Following the new regulations, the vast majority of study permits authorize international students to work both on- and off-campus.
While it is uncommon, it is possible that an international student may face restrictions regarding working on- or off- campus.
The study permit will indicate the student’s employment authorization, specifying where the student can and/or cannot accept employment.
If an international student believes that they should have the authorization to work during their study program, but this authorization is not explicitly listed on their study permit, then they should submit a request to have the permit updated before undertaking any employment.
In order to be eligible to work off-campus during his or her studies, an international student must:
- hold a valid study permit;
- be studying full-time at a designated learning institution (DLI)

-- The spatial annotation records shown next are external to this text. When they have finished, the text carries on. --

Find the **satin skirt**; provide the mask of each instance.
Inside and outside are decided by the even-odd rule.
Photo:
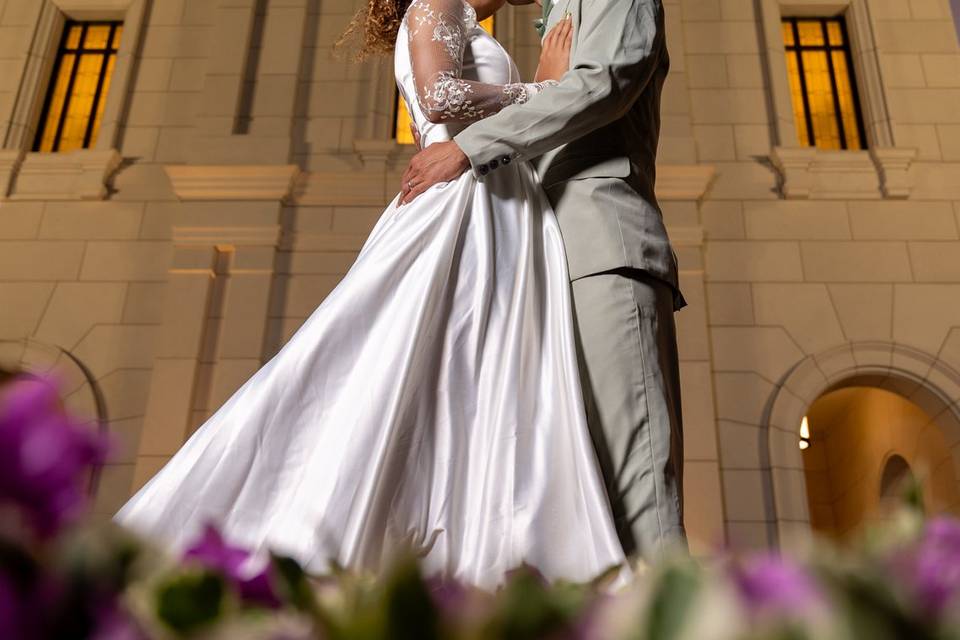
[[[560,229],[530,165],[384,212],[341,284],[115,520],[482,588],[624,562],[588,433]]]

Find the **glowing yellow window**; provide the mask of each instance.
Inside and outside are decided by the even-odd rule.
[[[483,20],[480,26],[486,29],[487,33],[493,35],[493,16]],[[413,144],[413,134],[410,133],[410,114],[407,112],[407,105],[404,104],[399,92],[397,93],[396,114],[397,117],[393,123],[394,137],[400,144]]]
[[[800,144],[866,148],[843,18],[784,18],[783,44]]]
[[[122,32],[119,22],[67,23],[34,151],[89,149],[96,143]]]

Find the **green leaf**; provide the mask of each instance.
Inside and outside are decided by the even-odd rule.
[[[439,639],[440,616],[412,558],[394,568],[386,584],[384,601],[386,637],[391,640]]]
[[[660,576],[648,605],[646,637],[656,640],[677,638],[699,591],[699,576],[691,567],[668,568]]]
[[[227,585],[211,571],[190,571],[157,588],[157,616],[181,635],[213,624],[223,612]]]

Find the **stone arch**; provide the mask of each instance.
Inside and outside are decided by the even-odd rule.
[[[107,405],[91,371],[72,353],[56,345],[31,340],[0,340],[0,369],[34,375],[55,375],[64,405],[81,424],[107,431]],[[90,473],[87,491],[92,497],[100,485],[102,467]]]
[[[942,360],[901,344],[855,342],[810,355],[776,385],[764,411],[767,449],[762,453],[775,544],[806,540],[810,514],[800,421],[825,393],[844,387],[886,389],[918,405],[943,431],[960,471],[960,372]]]
[[[880,472],[880,487],[878,491],[881,499],[896,497],[902,483],[913,475],[910,463],[899,453],[891,453],[883,461]]]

- have started studying and remain in satisfactory academic standing as determined by their institution;
- be studying in an academic, vocational or professional training program that is at least six months in duration and leads to a degree, diploma or certificate; and
- have a Social Insurance Number (SIN).
If an international student’s situation changes and he or she no longer meets any of the above eligibility requirements, he or she must stop working off/on-campus.
Work in Canada as a co-op student or intern
International students pursuing a study program at a DLI in Canada that requires a mandatory work placement or internship must apply for a co-op or intern work permit in addition to a valid study permit.
Full-time students can work in their institutions without the need for an employment authorization. International students can work up to 20 hours per week during their studies and 40 hours per week during vacation.
They can earn approximately C$ 8 – C$ 15 per hour.
To help battle the COVID-19 outbreak, starting immediately, the government will remove the restriction that allows international students to work a maximum of 20 hours per week while classes are in session, provided they are working in an essential service or function, such as health care, critical infrastructure, or the supply of food or other critical goods.
Working more than 20 hours per week is a violation of your study permit conditions. You can lose your student status for doing this, and may not be approved for a study or work permit in the future. You may also have to leave the country.